JPMorgan chief Jamie Dimon spun a shrewd line, spelling out the systemic link between regulatory reform and a Treasury market that market-making banks would better be able to protect from extreme volatility. “Remember, [deregulation] is not relief to the banks, it’s relief to the markets,” he said as he presented first-quarter results. It could also make it more attractive for banks to bolster their own investment allocation to Treasuries.

So what kind of deregulation are we talking about? Federal Reserve chair Jay Powell told a February Congress committee meeting that “it’s time” to reform the so-called supplementary leverage ratio. That could involve stripping out Treasuries from the SLR’s total asset number, or lowering the minimum ratio. Analysts believe such a change could take effect before the end of the year.

Dimon said that might help some banks, though to make a real difference there would need to be a fix for the “deep flaws” of other capital, liquidity and stress test requirements, too. Solomon, meanwhile, expressed confidence that broad-based reform was coming, not just on the SLR. “I think there’s room for material tailwinds around capital,” he told analysts last week. “The messages I’m getting leave me optimistic that there will be progress.”

Dimon and Solomon are no random voices on the topic. Trump was influenced by both when he agreed to pause his “reciprocal” tariffs on the world on April 9 (Barely 48 hours earlier Dimon’s annual letter to shareholders had warned of inflation and recession risks; and Goldman had predicted a 45 per cent chance of recession.)

The Fed is a crucial conduit for deregulation. And while Powell has maintained a robust line on the sanctity of an independent monetary policy, he seems far more accommodating on bank rules. In addition to his enthusiasm for SLR reform, Powell said last week that a (further) watering down of the so-called Basel III Endgame — the US implementation of the latest global rule book on capital — would be ready “soon”. Michelle Bowman, Trump’s light-touch nominee as the Fed’s vice-chair for supervision, is set to be approved in the coming weeks.

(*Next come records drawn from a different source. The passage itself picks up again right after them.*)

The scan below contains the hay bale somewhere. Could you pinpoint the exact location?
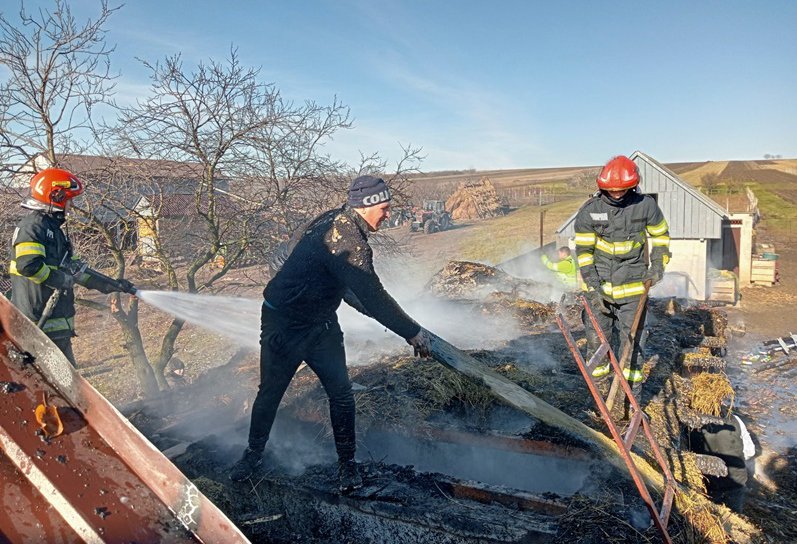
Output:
[689,372,736,417]
[446,177,503,220]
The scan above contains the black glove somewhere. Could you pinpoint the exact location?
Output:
[407,327,432,359]
[58,272,75,289]
[645,263,664,286]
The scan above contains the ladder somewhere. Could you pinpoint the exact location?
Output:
[556,296,675,544]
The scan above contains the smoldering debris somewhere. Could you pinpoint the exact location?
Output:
[119,262,772,543]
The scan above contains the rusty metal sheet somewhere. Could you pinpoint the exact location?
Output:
[0,295,248,543]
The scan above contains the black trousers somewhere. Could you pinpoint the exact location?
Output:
[244,305,356,461]
[581,298,647,395]
[50,336,77,367]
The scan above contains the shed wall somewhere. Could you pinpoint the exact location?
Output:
[635,157,722,239]
[650,240,708,300]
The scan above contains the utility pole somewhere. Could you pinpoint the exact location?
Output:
[540,210,546,247]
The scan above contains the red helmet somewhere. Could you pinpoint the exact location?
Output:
[30,168,83,209]
[597,155,639,191]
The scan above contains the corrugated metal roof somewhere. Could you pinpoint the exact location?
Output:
[556,151,728,239]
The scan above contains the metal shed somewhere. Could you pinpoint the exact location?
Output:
[556,151,752,300]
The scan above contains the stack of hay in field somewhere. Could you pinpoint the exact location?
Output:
[446,177,503,220]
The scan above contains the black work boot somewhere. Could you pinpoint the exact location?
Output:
[230,448,263,482]
[338,459,363,494]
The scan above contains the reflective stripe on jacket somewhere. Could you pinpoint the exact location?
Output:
[575,191,670,302]
[542,254,577,289]
[9,211,75,338]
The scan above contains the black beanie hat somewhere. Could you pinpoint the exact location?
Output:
[348,176,390,208]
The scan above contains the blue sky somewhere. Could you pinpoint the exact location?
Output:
[15,0,797,171]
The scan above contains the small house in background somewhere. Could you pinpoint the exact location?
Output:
[556,151,755,302]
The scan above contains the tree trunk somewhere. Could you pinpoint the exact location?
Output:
[111,293,160,397]
[153,319,185,389]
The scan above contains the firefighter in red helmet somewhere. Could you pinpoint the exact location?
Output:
[575,155,670,396]
[9,168,135,365]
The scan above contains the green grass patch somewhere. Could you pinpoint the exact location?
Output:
[750,183,797,234]
[454,196,586,265]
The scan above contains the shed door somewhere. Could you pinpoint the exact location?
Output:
[722,221,742,277]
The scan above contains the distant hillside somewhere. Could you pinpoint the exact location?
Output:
[412,159,797,238]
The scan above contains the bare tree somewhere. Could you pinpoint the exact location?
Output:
[0,0,119,172]
[73,50,360,395]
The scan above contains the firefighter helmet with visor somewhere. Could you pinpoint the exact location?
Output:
[30,168,83,209]
[596,155,639,191]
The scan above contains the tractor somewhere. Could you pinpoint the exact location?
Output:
[410,200,451,234]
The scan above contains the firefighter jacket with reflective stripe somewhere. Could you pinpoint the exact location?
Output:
[263,206,420,338]
[542,254,577,289]
[9,211,75,338]
[575,191,670,303]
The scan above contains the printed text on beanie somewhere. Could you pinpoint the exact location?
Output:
[348,176,390,208]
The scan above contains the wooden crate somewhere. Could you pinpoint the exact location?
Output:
[750,258,778,286]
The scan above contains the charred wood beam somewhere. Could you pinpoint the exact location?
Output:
[695,453,728,478]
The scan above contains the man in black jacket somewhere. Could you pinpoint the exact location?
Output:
[575,155,670,395]
[9,168,133,366]
[230,176,430,493]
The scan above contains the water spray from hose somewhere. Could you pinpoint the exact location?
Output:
[136,290,262,351]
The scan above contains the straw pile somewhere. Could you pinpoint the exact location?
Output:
[446,177,504,220]
[689,372,735,417]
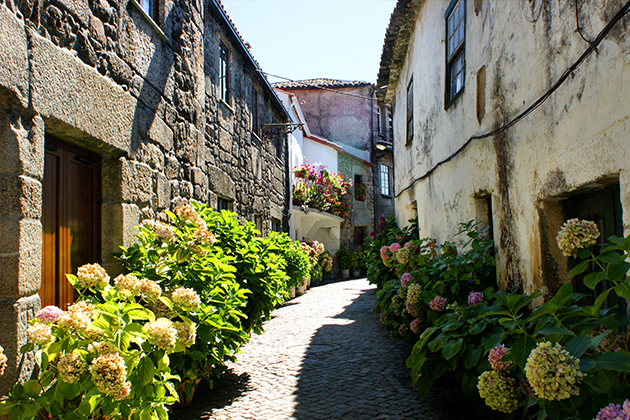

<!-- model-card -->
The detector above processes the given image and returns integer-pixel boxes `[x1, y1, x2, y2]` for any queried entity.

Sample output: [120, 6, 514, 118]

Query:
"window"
[271, 218, 282, 232]
[138, 0, 158, 21]
[562, 184, 627, 316]
[219, 42, 230, 102]
[445, 0, 466, 106]
[405, 79, 413, 146]
[354, 226, 367, 250]
[217, 197, 232, 211]
[39, 135, 101, 309]
[250, 87, 260, 135]
[354, 175, 367, 201]
[387, 108, 394, 141]
[381, 165, 390, 195]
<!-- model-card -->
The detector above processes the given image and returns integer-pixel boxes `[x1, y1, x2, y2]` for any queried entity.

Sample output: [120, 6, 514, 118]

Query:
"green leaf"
[606, 262, 630, 283]
[615, 277, 630, 301]
[24, 379, 42, 398]
[442, 338, 464, 360]
[0, 400, 17, 416]
[589, 289, 612, 316]
[138, 357, 155, 385]
[569, 260, 591, 277]
[583, 271, 606, 289]
[594, 352, 630, 372]
[597, 251, 621, 264]
[536, 327, 575, 336]
[566, 335, 591, 357]
[510, 335, 536, 369]
[462, 344, 483, 369]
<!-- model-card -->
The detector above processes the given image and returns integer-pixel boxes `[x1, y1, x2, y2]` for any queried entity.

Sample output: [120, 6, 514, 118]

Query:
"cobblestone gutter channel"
[174, 279, 452, 420]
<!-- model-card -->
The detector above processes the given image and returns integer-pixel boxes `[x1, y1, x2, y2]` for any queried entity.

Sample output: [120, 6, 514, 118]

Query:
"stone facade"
[0, 0, 288, 393]
[378, 0, 630, 293]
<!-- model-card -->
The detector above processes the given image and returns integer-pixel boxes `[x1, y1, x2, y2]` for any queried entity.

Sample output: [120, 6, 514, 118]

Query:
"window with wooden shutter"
[39, 136, 101, 309]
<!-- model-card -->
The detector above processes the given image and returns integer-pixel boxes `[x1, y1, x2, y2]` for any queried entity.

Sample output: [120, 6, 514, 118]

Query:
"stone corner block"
[30, 35, 137, 152]
[0, 219, 43, 298]
[0, 4, 29, 108]
[0, 295, 41, 395]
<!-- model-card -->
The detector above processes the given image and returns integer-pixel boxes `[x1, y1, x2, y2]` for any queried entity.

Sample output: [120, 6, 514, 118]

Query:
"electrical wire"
[395, 1, 630, 198]
[256, 69, 376, 101]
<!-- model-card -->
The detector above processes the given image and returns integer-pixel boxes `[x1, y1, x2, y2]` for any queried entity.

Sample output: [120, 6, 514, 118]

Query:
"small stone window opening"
[475, 193, 494, 239]
[477, 66, 486, 124]
[445, 0, 466, 107]
[354, 174, 367, 201]
[250, 87, 260, 136]
[219, 42, 230, 103]
[386, 107, 394, 141]
[405, 78, 413, 146]
[271, 217, 282, 232]
[354, 226, 367, 251]
[254, 213, 263, 236]
[539, 182, 628, 316]
[381, 164, 391, 196]
[217, 197, 234, 211]
[138, 0, 159, 22]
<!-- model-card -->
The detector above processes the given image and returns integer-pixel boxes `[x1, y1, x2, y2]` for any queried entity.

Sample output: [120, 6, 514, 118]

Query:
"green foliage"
[335, 246, 352, 270]
[0, 267, 185, 420]
[269, 232, 311, 289]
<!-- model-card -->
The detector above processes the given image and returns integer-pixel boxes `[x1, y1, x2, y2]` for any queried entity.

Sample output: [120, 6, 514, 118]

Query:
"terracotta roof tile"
[272, 79, 371, 89]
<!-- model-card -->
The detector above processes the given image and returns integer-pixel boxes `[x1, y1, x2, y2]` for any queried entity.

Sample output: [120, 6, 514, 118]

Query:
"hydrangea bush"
[0, 264, 190, 420]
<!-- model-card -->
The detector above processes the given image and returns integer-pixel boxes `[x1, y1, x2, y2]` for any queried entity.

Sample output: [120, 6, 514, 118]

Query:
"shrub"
[0, 264, 188, 420]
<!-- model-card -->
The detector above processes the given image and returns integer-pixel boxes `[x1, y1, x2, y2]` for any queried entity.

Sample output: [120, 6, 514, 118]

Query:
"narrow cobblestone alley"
[174, 279, 444, 420]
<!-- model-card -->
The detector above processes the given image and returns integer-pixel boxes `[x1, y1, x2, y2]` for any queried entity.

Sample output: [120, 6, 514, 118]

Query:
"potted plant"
[335, 247, 352, 279]
[354, 184, 367, 201]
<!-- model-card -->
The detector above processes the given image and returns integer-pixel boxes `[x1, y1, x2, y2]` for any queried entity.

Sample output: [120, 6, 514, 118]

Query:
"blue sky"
[221, 0, 396, 83]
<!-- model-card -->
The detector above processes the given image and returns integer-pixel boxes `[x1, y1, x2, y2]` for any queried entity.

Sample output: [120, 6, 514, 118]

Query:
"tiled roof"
[376, 0, 425, 101]
[272, 79, 371, 89]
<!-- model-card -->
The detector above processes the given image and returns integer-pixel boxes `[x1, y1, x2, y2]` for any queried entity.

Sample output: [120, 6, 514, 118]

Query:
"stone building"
[377, 0, 630, 293]
[0, 0, 288, 393]
[274, 79, 394, 248]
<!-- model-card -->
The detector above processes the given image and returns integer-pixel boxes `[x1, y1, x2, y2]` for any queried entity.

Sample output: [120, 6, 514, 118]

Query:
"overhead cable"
[395, 1, 630, 197]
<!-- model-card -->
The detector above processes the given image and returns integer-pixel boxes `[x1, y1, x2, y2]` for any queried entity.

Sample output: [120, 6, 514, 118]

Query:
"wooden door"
[39, 136, 101, 309]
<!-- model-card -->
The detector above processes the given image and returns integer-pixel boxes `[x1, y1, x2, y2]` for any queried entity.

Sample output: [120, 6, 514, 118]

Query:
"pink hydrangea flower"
[381, 245, 389, 260]
[389, 242, 400, 253]
[409, 318, 424, 335]
[429, 296, 446, 312]
[400, 273, 413, 287]
[595, 400, 628, 420]
[468, 292, 483, 306]
[488, 344, 511, 372]
[35, 305, 63, 322]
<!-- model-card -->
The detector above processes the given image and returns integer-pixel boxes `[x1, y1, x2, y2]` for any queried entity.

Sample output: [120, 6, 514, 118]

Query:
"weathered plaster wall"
[388, 0, 630, 291]
[0, 0, 288, 394]
[283, 84, 376, 150]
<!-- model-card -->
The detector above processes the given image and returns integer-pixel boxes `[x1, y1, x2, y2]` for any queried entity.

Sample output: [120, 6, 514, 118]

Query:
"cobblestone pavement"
[173, 279, 450, 420]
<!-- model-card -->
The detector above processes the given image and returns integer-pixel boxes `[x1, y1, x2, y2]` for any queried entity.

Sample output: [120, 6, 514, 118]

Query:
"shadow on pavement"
[294, 282, 430, 420]
[169, 370, 250, 420]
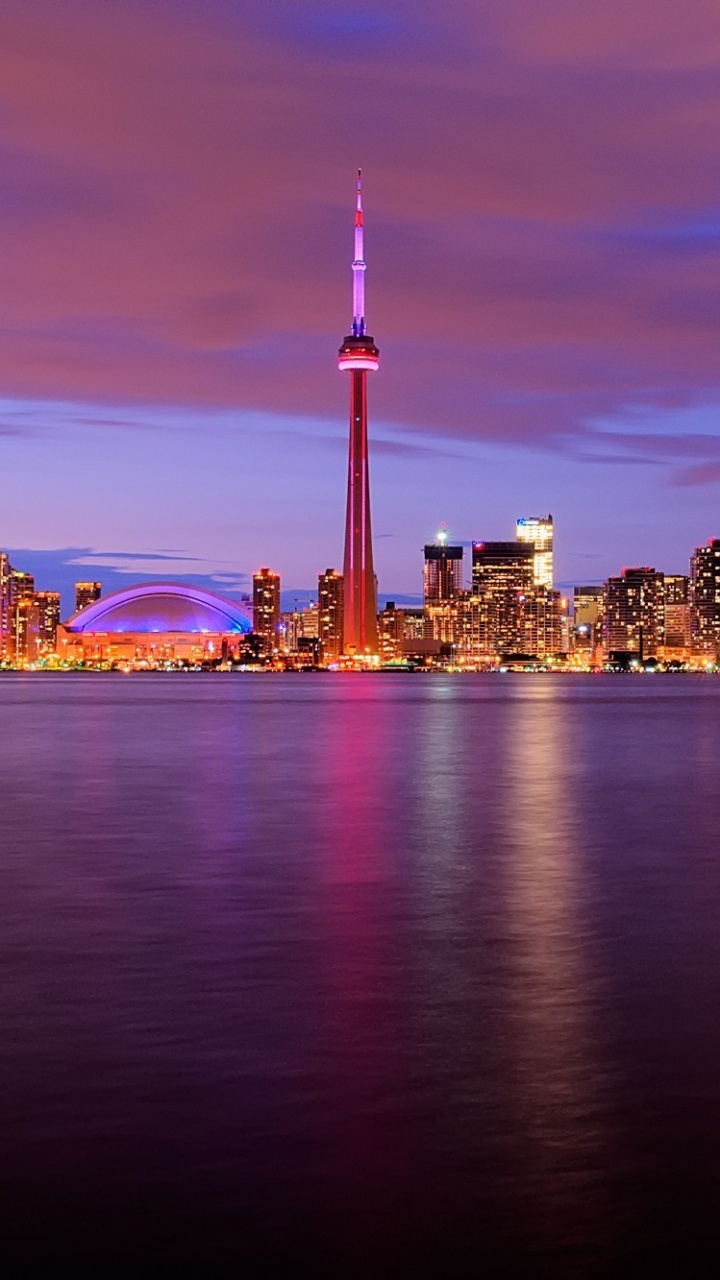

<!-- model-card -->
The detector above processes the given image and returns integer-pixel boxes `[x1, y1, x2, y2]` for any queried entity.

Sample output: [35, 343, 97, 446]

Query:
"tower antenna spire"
[352, 169, 366, 338]
[338, 169, 380, 659]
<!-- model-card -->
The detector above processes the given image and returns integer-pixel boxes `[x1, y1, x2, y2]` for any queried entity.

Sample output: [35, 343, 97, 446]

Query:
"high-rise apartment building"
[76, 582, 102, 613]
[378, 600, 405, 662]
[473, 541, 534, 659]
[691, 538, 720, 659]
[8, 568, 38, 663]
[515, 516, 553, 591]
[35, 591, 60, 653]
[252, 568, 281, 654]
[662, 573, 692, 658]
[423, 532, 462, 605]
[605, 566, 664, 662]
[318, 568, 345, 666]
[573, 585, 605, 662]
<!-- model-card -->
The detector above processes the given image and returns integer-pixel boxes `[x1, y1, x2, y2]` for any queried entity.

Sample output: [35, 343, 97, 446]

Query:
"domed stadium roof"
[65, 582, 252, 635]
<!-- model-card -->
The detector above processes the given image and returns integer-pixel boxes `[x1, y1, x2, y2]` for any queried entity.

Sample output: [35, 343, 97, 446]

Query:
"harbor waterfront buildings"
[0, 183, 720, 671]
[0, 535, 720, 671]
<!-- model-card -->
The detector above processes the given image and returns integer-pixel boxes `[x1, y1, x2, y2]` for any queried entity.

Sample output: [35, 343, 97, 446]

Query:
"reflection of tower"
[338, 170, 379, 654]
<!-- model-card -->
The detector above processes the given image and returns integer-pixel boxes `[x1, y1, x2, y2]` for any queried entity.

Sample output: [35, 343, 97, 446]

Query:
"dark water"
[0, 676, 720, 1275]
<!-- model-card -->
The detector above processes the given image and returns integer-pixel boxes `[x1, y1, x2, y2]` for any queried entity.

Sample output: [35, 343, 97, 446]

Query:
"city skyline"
[0, 0, 720, 599]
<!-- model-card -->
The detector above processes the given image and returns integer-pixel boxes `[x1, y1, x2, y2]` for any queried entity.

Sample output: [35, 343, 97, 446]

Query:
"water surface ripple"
[0, 675, 720, 1275]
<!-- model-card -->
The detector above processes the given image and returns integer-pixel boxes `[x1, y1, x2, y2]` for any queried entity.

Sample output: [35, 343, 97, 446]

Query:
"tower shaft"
[343, 369, 378, 654]
[338, 170, 379, 657]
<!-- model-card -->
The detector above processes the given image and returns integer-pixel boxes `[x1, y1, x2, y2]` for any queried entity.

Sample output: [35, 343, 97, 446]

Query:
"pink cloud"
[0, 0, 720, 455]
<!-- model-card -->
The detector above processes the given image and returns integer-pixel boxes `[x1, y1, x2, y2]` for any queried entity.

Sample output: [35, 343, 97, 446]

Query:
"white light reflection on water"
[505, 680, 611, 1251]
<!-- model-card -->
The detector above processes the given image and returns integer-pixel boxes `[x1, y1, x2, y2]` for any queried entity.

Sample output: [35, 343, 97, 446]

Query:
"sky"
[0, 0, 720, 612]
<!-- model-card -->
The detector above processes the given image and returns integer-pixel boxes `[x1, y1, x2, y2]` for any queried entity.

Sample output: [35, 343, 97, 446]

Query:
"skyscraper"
[9, 568, 38, 663]
[338, 170, 379, 654]
[473, 541, 534, 657]
[423, 529, 462, 607]
[605, 566, 664, 662]
[662, 573, 692, 658]
[76, 582, 102, 613]
[0, 552, 12, 659]
[35, 591, 60, 653]
[318, 568, 345, 664]
[252, 568, 281, 654]
[515, 516, 553, 590]
[691, 538, 720, 658]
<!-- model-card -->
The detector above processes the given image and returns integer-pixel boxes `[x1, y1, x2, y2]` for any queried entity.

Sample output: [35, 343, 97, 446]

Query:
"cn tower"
[338, 169, 379, 655]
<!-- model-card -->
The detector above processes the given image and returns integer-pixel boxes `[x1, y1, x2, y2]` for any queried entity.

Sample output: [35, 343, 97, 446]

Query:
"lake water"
[0, 675, 720, 1276]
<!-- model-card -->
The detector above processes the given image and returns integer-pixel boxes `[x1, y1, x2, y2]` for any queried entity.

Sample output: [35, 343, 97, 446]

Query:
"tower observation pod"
[338, 169, 379, 657]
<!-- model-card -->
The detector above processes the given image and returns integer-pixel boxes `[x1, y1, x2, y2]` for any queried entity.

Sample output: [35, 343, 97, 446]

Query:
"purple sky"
[0, 0, 720, 605]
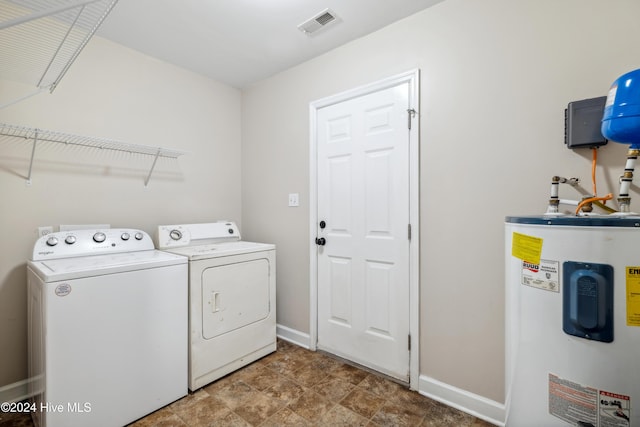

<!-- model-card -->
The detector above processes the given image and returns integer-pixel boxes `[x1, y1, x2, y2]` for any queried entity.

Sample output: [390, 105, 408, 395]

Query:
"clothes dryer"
[157, 221, 276, 390]
[27, 229, 188, 427]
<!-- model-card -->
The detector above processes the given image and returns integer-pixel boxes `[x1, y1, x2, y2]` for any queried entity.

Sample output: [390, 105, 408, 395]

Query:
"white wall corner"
[276, 325, 311, 350]
[418, 375, 505, 427]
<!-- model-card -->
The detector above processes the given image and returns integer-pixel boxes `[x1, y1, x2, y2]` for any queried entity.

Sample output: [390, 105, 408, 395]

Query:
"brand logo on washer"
[55, 283, 71, 297]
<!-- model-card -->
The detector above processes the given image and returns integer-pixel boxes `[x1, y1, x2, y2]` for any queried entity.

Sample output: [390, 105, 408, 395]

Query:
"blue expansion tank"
[601, 69, 640, 148]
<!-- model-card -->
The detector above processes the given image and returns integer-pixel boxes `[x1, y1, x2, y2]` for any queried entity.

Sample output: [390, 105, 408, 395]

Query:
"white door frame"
[309, 69, 420, 390]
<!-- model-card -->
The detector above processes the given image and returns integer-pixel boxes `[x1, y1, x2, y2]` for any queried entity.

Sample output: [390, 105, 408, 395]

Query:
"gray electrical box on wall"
[564, 96, 608, 149]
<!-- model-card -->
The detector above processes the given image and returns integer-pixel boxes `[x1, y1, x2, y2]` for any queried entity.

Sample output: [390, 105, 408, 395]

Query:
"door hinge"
[407, 108, 416, 130]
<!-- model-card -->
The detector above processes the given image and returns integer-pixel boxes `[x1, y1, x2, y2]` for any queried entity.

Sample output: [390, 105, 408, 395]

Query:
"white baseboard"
[0, 380, 29, 402]
[418, 375, 505, 426]
[276, 325, 311, 349]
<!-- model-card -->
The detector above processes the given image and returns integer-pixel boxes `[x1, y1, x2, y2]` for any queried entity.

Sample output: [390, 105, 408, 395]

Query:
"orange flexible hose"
[576, 193, 613, 215]
[591, 147, 598, 197]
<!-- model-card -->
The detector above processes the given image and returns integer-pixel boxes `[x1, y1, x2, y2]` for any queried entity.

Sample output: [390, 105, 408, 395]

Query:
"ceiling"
[96, 0, 444, 88]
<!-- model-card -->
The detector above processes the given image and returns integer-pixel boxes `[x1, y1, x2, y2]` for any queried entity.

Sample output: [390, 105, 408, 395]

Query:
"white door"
[316, 82, 410, 381]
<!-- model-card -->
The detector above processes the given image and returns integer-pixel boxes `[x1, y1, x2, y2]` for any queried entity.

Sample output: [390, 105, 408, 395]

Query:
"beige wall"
[242, 0, 640, 402]
[0, 38, 241, 386]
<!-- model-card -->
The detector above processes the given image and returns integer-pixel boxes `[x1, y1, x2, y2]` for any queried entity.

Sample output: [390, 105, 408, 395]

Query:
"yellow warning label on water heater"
[626, 267, 640, 326]
[511, 232, 542, 264]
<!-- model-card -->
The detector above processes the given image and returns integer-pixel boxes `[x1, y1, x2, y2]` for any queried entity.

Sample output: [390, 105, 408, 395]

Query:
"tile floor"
[0, 341, 491, 427]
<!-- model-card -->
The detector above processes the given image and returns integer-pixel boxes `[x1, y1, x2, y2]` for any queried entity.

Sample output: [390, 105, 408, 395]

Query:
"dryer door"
[202, 258, 271, 339]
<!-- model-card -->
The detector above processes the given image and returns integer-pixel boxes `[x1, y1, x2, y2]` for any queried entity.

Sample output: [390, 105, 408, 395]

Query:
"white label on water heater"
[522, 259, 560, 292]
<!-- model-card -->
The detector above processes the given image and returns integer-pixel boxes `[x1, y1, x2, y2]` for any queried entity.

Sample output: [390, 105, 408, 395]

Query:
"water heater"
[505, 216, 640, 427]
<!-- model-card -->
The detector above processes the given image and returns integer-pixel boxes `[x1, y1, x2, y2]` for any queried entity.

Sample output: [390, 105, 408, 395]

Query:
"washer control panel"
[32, 228, 155, 261]
[157, 221, 240, 249]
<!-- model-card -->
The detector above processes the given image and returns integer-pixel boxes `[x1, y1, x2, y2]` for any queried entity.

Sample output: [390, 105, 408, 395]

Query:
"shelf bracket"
[144, 149, 162, 187]
[27, 129, 38, 185]
[0, 0, 100, 30]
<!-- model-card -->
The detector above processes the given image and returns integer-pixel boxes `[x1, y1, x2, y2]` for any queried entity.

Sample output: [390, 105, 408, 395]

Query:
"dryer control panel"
[156, 221, 240, 249]
[31, 228, 155, 261]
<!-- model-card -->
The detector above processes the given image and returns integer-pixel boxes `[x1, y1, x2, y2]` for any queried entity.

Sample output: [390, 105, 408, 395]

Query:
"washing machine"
[27, 229, 188, 427]
[157, 221, 276, 390]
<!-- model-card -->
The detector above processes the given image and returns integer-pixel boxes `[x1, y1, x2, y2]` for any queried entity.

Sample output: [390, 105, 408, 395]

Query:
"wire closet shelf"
[0, 123, 185, 186]
[0, 0, 118, 99]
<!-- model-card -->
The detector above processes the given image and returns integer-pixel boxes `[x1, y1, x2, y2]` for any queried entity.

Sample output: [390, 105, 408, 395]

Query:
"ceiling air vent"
[298, 9, 340, 36]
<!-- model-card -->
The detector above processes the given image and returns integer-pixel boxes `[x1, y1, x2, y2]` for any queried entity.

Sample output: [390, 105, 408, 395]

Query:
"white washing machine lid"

The benign analysis of all this is that US banks would be freed up to support the economy and markets and offset short-term disruptive pressures. But there is a more cautionary reading, too: the loosening of rules for regional banks under Randy Quarles, Trump Mk 1’s appointee as Fed supervision boss, was a major contributing factor to the regional banks crisis of 2023. Swinging the pendulum from super-safe to reckless is in no one’s interest.